THE WORLD'S BEST NEW MUSIC
ALBUM OF THE DAY
13 APRIL 2026
Syrr (Secret)
MARYAM SALEH
Released 27 March 2026
Simsara Records
****-
A mythic and introspective work, that transforms memory, loss, and lived experience into a shifting world of sound, voice, and embodied emotion
Since emerging as a young actor and and musician almost two decades ago, Maryam Saleh has carved out a singular position within contemporary Arabic music, that resists easy categorisation. Grounded in Cairo’s independent scene, her work draws on alternative rock, electronic experimentation and Arabic poetic traditions, often shaped through collaborations with producers who favour texture and tension over polish.
Unlike more mainstream Arabic pop trajectories, Saleh’s output leans into dissonance and narrative depth.
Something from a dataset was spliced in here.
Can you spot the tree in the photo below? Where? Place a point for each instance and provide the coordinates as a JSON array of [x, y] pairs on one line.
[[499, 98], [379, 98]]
In the context of a new generation of female Arabic artists - the indie swagger of Yasmine Hamdan, the polished alt-pop of Elyanna, the introspective R&B-inflected Nemahsis, and the sleek hybridity of Zeyne - Saleh remains the most confrontational and avant-garde of them all.
The album, her first in eight years. is the product of a three-year collaborative journey between Saleh and Palestinian music icon Kamilya Jubran, mastered by the legendary Heba Kadry. From its opening moments, Saleh establishes a sonic language built on contrast: jagged electronics collide with traditional melodic phrasing, while rhythms often feel deliberately unstable.
The album’s Arabic song titles follow similarly evocative themes - translating to ideas such as “Whisper,” “Silence,” “Burden,” “Echo,” or “Confession,” reinforcing the album’s focus on interiority, tension and unspoken experience. Lyrics explore the emotional weight of secrecy - how personal truths are suppressed, distorted or revealed under pressure. Through fragmented narratives and shifting sonic backdrops, Maryam Saleh examines vulnerability, internal conflict and the psychological toll of withholding expression in both intimate and societal contexts.
Saleh’s voice is expressive, unvarnished, and emotionally direct - cutting through dense arrangements that oscillate between minimalism and overload.
Where artists like Elyanna and Zeyne lean toward accessibility and global pop structures, Saleh disrupts them. There are moments where tracks seem to fracture mid-course, shifting tone or tempo without warning, yet this unpredictability becomes the album’s defining strength. And, in contrast to the smoky, downtempo elegance of Yasmine Hamdan or the diaristic intimacy of Nemahsis, Syrr feels outward-facing, urgent and confrontational.
The production resists gloss, favouring texture: distortion, echo, and negative space are used as compositional tools rather than embellishments. At times abrasive, this reinforces the tension, and emotional volatility implied by its title.
Syrr is not designed for passive listening. It demands engagement, rewarding those willing to persist its unease. With it, Saleh reaffirms her role as one of the most uncompromising and vital voices in the region’s evolving musical landscape.